When all these means of entertainment failed, a sail would heave in sight: looming, perhaps, the very spirit of a ship, in the misty distance, or passing us so close that through our glasses we could see the people on her decks, and easily make out her name, and whither she was bound. For hours together we could watch the dolphins and porpoises as they rolled and leaped and dived around the vessel; or those small creatures ever on the wing, the Mother Carey’s chickens, which had borne us company from New York bay, and for a whole fortnight fluttered about the vessel’s stern. For some days we had a dead calm, or very light winds, during which the crew amused themselves with fishing, and hooked an unlucky dolphin, who expired, in all his rainbow colours, on the deck: an event of such importance in our barren calendar, that afterwards we dated from the dolphin, and made the day on which he died, an era.

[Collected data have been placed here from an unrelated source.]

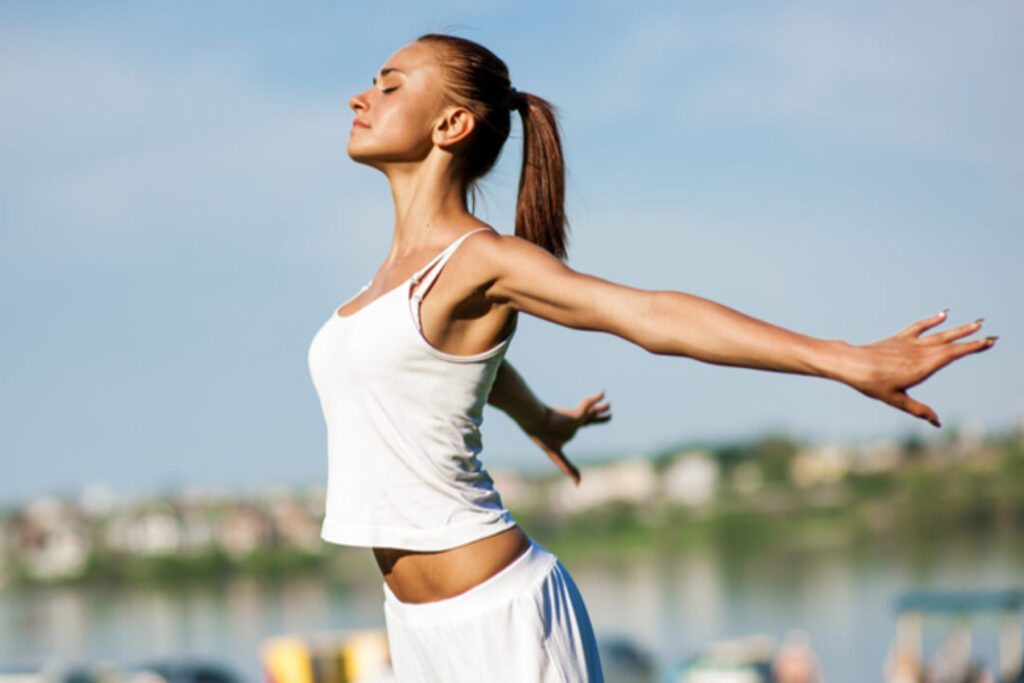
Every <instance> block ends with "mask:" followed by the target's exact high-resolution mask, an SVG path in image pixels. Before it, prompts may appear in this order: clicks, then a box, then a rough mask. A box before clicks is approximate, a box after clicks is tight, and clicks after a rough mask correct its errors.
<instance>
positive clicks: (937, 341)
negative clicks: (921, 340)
mask: <svg viewBox="0 0 1024 683" xmlns="http://www.w3.org/2000/svg"><path fill="white" fill-rule="evenodd" d="M983 322H984V318H981V317H979V318H978V319H977V321H975V322H974V323H968V324H967V325H962V326H959V327H958V328H953V329H952V330H944V331H942V332H933V333H932V334H930V335H928V336H927V337H924V338H923V341H927V342H929V343H933V344H945V343H946V342H951V341H953V340H954V339H959V338H962V337H967V336H968V335H970V334H974V333H975V332H977V331H978V330H980V329H981V324H982V323H983Z"/></svg>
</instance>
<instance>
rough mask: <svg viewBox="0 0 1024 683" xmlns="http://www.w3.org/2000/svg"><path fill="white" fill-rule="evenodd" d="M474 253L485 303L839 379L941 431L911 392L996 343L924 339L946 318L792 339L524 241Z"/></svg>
mask: <svg viewBox="0 0 1024 683" xmlns="http://www.w3.org/2000/svg"><path fill="white" fill-rule="evenodd" d="M475 247H476V249H477V251H478V255H479V256H480V257H481V258H482V259H484V260H485V262H486V263H487V265H488V266H489V269H490V272H492V273H493V281H492V283H493V284H492V286H490V287H489V289H488V294H489V296H490V297H492V298H494V299H495V300H497V301H502V302H505V303H507V304H508V305H510V306H512V307H513V308H514V309H516V310H521V311H523V312H526V313H530V314H532V315H537V316H539V317H543V318H545V319H548V321H551V322H553V323H558V324H559V325H564V326H566V327H570V328H577V329H581V330H596V331H601V332H607V333H610V334H614V335H617V336H620V337H622V338H624V339H626V340H628V341H631V342H633V343H635V344H637V345H639V346H641V347H642V348H644V349H646V350H648V351H651V352H652V353H663V354H670V355H681V356H687V357H691V358H695V359H697V360H702V361H705V362H711V364H716V365H722V366H736V367H741V368H754V369H758V370H770V371H775V372H782V373H794V374H800V375H811V376H816V377H823V378H827V379H834V380H837V381H839V382H843V383H844V384H847V385H849V386H851V387H853V388H854V389H857V390H858V391H860V392H861V393H863V394H865V395H867V396H870V397H872V398H878V399H879V400H882V401H884V402H886V403H889V404H890V405H893V407H895V408H898V409H900V410H902V411H905V412H907V413H909V414H911V415H913V416H915V417H919V418H922V419H926V420H928V421H929V422H931V423H932V424H934V425H935V426H939V420H938V417H937V416H936V415H935V412H934V411H932V409H931V408H929V407H928V405H925V404H924V403H921V402H919V401H916V400H914V399H912V398H910V397H909V396H908V395H907V394H906V390H907V389H908V388H910V387H912V386H914V385H916V384H919V383H921V382H923V381H924V380H926V379H927V378H928V377H930V376H931V375H932V374H933V373H935V372H936V371H937V370H939V369H941V368H942V367H944V366H946V365H948V364H949V362H952V361H953V360H955V359H956V358H959V357H962V356H964V355H967V354H968V353H974V352H977V351H982V350H984V349H987V348H989V347H991V346H992V344H993V343H994V341H995V337H986V338H984V339H978V340H972V341H966V342H958V343H953V342H954V341H955V340H957V339H961V338H962V337H966V336H968V335H970V334H972V333H974V332H977V331H978V330H979V329H980V328H981V321H976V322H974V323H971V324H968V325H964V326H961V327H957V328H953V329H951V330H946V331H943V332H937V333H933V334H930V335H926V336H924V337H922V336H921V335H922V334H923V333H924V332H925V331H926V330H928V329H930V328H933V327H935V326H937V325H939V324H940V323H942V322H943V321H944V319H945V317H946V312H945V311H942V312H941V313H938V314H937V315H933V316H931V317H927V318H925V319H922V321H919V322H916V323H914V324H912V325H910V326H909V327H907V328H905V329H904V330H902V331H900V332H899V333H897V334H895V335H893V336H892V337H888V338H886V339H883V340H880V341H877V342H873V343H871V344H865V345H861V346H855V345H852V344H848V343H846V342H843V341H840V340H824V339H816V338H814V337H808V336H806V335H802V334H799V333H796V332H792V331H790V330H785V329H783V328H780V327H777V326H774V325H771V324H769V323H765V322H763V321H759V319H757V318H755V317H751V316H750V315H745V314H743V313H740V312H739V311H736V310H733V309H731V308H729V307H727V306H723V305H721V304H718V303H715V302H714V301H710V300H708V299H702V298H700V297H697V296H693V295H690V294H684V293H682V292H672V291H656V292H655V291H646V290H639V289H635V288H631V287H625V286H623V285H616V284H614V283H610V282H607V281H604V280H601V279H600V278H595V276H593V275H587V274H584V273H580V272H575V271H574V270H572V269H570V268H569V267H567V266H566V265H565V264H564V263H562V262H561V261H559V260H558V259H556V258H554V257H553V256H551V255H550V254H548V253H547V252H545V251H544V250H543V249H540V248H539V247H536V246H535V245H531V244H529V243H528V242H526V241H524V240H520V239H518V238H513V237H505V236H497V234H496V236H488V239H486V240H484V239H481V240H478V241H477V243H476V245H475Z"/></svg>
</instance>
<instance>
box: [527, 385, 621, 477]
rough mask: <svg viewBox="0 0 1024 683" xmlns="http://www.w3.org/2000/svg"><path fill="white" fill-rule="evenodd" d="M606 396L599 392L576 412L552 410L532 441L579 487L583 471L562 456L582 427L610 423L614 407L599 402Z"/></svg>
mask: <svg viewBox="0 0 1024 683" xmlns="http://www.w3.org/2000/svg"><path fill="white" fill-rule="evenodd" d="M602 398H604V392H603V391H599V392H597V393H595V394H594V395H593V396H588V397H586V398H584V399H583V400H581V401H580V402H579V403H578V404H577V407H575V408H572V409H559V408H549V409H548V411H547V414H546V415H545V419H544V424H542V425H541V427H540V429H538V430H536V432H532V433H530V435H529V437H530V438H531V439H532V440H534V442H535V443H537V444H538V445H539V446H540V447H541V450H542V451H544V453H546V454H547V455H548V458H551V460H552V461H553V462H554V463H555V464H556V465H558V467H559V469H561V470H562V471H563V472H565V474H567V475H568V476H569V477H570V478H571V479H572V481H574V482H575V483H578V484H579V483H580V470H579V469H577V467H575V465H573V464H572V463H570V462H569V460H568V458H566V457H565V454H563V453H562V446H564V445H565V444H566V443H567V442H568V441H569V440H570V439H571V438H572V437H573V436H574V435H575V433H577V430H578V429H580V427H584V426H586V425H592V424H599V423H602V422H607V421H608V420H610V419H611V403H608V402H607V401H605V402H600V401H601V399H602Z"/></svg>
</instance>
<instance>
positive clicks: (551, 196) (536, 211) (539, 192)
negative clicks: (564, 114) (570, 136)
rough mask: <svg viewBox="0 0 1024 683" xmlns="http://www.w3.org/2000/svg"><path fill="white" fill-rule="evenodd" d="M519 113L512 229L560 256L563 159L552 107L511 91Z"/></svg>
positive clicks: (525, 239)
mask: <svg viewBox="0 0 1024 683" xmlns="http://www.w3.org/2000/svg"><path fill="white" fill-rule="evenodd" d="M513 98H514V99H513V105H514V106H515V108H516V109H517V110H518V111H519V115H520V116H521V117H522V168H521V170H520V171H519V198H518V201H517V202H516V208H515V233H516V236H517V237H520V238H522V239H524V240H528V241H529V242H532V243H534V244H536V245H538V246H539V247H543V248H544V249H546V250H548V251H549V252H551V253H552V254H554V255H555V256H557V257H558V258H560V259H564V258H565V256H566V252H565V247H566V242H567V231H568V225H567V221H566V219H565V160H564V158H563V157H562V143H561V138H560V137H559V135H558V122H557V121H556V119H555V112H554V108H553V106H552V105H551V103H550V102H548V101H547V100H545V99H542V98H541V97H538V96H537V95H530V94H527V93H524V92H513Z"/></svg>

Besides all this, when we were five or six days out, there began to be much talk of icebergs, of which wandering islands an unusual number had been seen by the vessels that had come into New York a day or two before we left that port, and of whose dangerous neighbourhood we were warned by the sudden coldness of the weather, and the sinking of the mercury in the barometer. While these tokens lasted, a double look-out was kept, and many dismal tales were whispered after dark, of ships that had struck upon the ice and gone down in the night; but the wind obliging us to hold a southward course, we saw none of them, and the weather soon grew bright and warm again.